Okuryazarı ikiye ayırmak gerek kabaca. Biri, bulunduğu konumu -uzmanlık- toplumsal sorunlara kullanmaz, burjuva kültürü içinde görece konfor sağlamış kişidir. Ev, araba, araç gereç kullanımında rahatlık, özel okul ve hastane türü hizmetlerden yararlanmak gibi yaşam kolaylaştıran olanaklar elini kolunu bağlar. Diğer grubu da ikiye ayırmak gerekir. Toptan düzen karşıtı olup mücadeleyi sıra dışı olma pahasına verenler ve ilk maddedeki durumu yaşadığı halde itiraz edenler, diye. -Boğaziçi rektör ataması birinci şıktaki okuryazar yüzündendir.-

Ailenin varlığı, baskı düzenindeki kuşatma, halkın her bağlamda -akademi, beyaz yakalı dahil- duyarsızlığı direnci azaltır. Şaşacak bir yan yok burada. Ancak hepten duyarsız olmak, salt “kendi işime bakarım” demek, açık biçimde iktidarın elini güçlendirir. Cehaletle uzlaşı, geçici de olsa, okuryazara soluk aldıracak koşulları yaratmaz. Şu halde kendi tezini savunmak, ölçütünde ısrarcı olmak sağlıklıdır.

***

Ast-üst” dengesini, ölçüsünü açmak gerek. Düşünsel çaba ile edinilen deneyim, birikim kişinin değerlerini oluşturur. Bu saygınlığı, akademik sıfatı pazardan alamazsınız. Daha doğrusu alamazdınız. Şimdi, bu sefil dil ve onun kültürü her ne varsa alınır satılır kılıyor. Alışveriş biçiminin kurallarıysa herhangi bir ölçüye dayanmıyor. Söz konusu olan yatay ilişki, eşitlik değildir; tersine, iktisadi güç, siyaseten devşirilen kaba kuvvet her alanda meşruiyet (!) sağlıyor. Zamanında itirazını ortaya koymayan okuryazar yazık ki suç ortağıdır.

***

Siyasetin; neoliberal tezlerle çevrelenmiş akademi ve düşün dünyasının da farklı gerekçelerle “aydın” kimliğine saldırması, itibarsızlaştırması bugünü doğurmuştur. Dünyada yalnız değiliz, Trump dönemi olaylarına/tartışmalarına bakınca, açıkça görüyoruz durumu. Okuryazar kimsenin toplum dışı olduğu tezi, aydınların tepeden baktığı savı, sunulan “hakikatin” esas olduğu, ötesinde yapılan tartışmaların boş, anlamsız sayılması ideolojik tercihtir.

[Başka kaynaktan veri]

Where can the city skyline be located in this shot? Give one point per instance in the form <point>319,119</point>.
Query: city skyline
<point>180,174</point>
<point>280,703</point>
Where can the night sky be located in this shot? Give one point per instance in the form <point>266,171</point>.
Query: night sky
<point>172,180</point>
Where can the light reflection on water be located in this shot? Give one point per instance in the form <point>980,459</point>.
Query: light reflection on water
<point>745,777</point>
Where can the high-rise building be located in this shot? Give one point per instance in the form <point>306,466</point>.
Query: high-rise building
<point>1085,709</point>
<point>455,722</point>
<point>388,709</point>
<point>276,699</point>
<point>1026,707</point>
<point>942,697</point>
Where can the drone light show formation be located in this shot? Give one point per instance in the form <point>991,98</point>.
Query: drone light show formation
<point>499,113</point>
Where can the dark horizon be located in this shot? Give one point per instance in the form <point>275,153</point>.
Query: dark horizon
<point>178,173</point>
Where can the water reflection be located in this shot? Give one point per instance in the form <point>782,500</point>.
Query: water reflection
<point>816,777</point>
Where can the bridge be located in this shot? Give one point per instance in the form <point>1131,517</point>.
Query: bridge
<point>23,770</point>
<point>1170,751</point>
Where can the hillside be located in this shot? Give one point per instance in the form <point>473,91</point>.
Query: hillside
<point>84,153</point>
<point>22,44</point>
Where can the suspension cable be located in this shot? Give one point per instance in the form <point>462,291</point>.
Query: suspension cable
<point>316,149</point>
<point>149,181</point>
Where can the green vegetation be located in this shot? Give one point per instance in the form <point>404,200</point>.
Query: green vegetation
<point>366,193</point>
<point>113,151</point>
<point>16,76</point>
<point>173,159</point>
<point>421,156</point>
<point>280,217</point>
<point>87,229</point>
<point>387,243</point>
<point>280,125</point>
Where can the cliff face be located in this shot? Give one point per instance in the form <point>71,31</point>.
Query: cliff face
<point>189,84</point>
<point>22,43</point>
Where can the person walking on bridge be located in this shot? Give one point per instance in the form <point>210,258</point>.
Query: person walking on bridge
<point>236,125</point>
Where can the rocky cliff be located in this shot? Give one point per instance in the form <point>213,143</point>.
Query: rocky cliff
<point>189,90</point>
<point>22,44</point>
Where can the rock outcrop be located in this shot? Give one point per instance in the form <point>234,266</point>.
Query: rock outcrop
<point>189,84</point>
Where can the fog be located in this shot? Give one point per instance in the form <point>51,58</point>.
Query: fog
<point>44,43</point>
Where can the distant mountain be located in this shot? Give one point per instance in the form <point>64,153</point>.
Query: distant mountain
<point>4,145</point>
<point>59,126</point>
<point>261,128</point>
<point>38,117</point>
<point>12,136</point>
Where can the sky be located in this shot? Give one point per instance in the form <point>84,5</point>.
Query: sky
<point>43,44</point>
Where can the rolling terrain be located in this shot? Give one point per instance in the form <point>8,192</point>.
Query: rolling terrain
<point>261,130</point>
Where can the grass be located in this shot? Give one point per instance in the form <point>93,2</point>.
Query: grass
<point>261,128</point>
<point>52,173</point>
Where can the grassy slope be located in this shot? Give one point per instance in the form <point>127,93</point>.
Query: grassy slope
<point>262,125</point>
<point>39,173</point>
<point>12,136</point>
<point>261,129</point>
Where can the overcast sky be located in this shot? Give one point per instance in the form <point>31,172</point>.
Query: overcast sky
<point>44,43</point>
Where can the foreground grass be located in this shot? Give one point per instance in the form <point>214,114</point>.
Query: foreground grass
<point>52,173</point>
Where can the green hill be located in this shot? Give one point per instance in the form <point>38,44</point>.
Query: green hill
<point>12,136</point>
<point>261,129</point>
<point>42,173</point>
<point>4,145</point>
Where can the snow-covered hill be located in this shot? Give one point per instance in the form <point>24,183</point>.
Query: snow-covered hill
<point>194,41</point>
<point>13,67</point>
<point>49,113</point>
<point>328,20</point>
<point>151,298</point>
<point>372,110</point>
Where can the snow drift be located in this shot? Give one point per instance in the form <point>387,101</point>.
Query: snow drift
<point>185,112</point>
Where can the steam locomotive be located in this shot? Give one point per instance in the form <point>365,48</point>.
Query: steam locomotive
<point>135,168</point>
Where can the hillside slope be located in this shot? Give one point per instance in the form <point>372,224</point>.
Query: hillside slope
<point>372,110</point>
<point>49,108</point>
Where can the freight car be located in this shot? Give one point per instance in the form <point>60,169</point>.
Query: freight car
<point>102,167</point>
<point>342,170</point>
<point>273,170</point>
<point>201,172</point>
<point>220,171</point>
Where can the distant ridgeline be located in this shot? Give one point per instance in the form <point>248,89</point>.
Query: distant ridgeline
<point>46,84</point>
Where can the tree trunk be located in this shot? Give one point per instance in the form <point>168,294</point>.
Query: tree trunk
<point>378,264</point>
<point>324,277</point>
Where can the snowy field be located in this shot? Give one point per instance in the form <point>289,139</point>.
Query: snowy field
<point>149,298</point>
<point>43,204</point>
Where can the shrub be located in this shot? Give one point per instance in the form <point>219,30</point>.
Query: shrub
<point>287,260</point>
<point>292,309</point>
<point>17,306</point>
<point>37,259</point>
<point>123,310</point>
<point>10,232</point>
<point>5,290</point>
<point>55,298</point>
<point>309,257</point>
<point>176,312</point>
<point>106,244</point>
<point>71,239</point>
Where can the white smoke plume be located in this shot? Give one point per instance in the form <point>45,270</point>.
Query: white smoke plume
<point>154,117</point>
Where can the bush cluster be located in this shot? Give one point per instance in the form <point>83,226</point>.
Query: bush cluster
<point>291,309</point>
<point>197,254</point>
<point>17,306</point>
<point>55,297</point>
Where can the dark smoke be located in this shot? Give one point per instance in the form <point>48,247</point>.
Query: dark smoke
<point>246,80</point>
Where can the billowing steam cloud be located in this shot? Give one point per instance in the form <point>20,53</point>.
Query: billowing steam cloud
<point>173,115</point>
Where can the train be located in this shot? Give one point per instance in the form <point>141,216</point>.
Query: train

Toplum, Boğaz’a sıfır yalısından “ekonomi iyiye gidiyor” diyen para babasını, ona ekmek verdiğini de sanarak velinimet sayıyor. O kişi kendine benzemiyor ama olmak istediği kimse sayıyor. İktidarın dili, güçlüyü daha güçlü, zengini daha zengin yapmak üzerine kurulu, yığınlar yalı çocuğu yerine okuryazarı lanetliyor! Muhtaçlar toplumu yaratılırken, salt iktisadi düşkünlükten söz etmiyoruz. Aydın (!) sefaleti bunun en önemli aşamasıydı, oldu.

Yazarın Son Yazıları

Cumhuriyet okuruna veda

Ustam Feridun Benden aradı “Altmış yıldır Cumhuriyet okuruyum, gazetenin sahibi sayılırım.

Devamını Oku
05.04.2021
İflas

İflas

Devamını Oku
25.03.2021
İstanbul Sözleşmesi erkekleri de yaşatır!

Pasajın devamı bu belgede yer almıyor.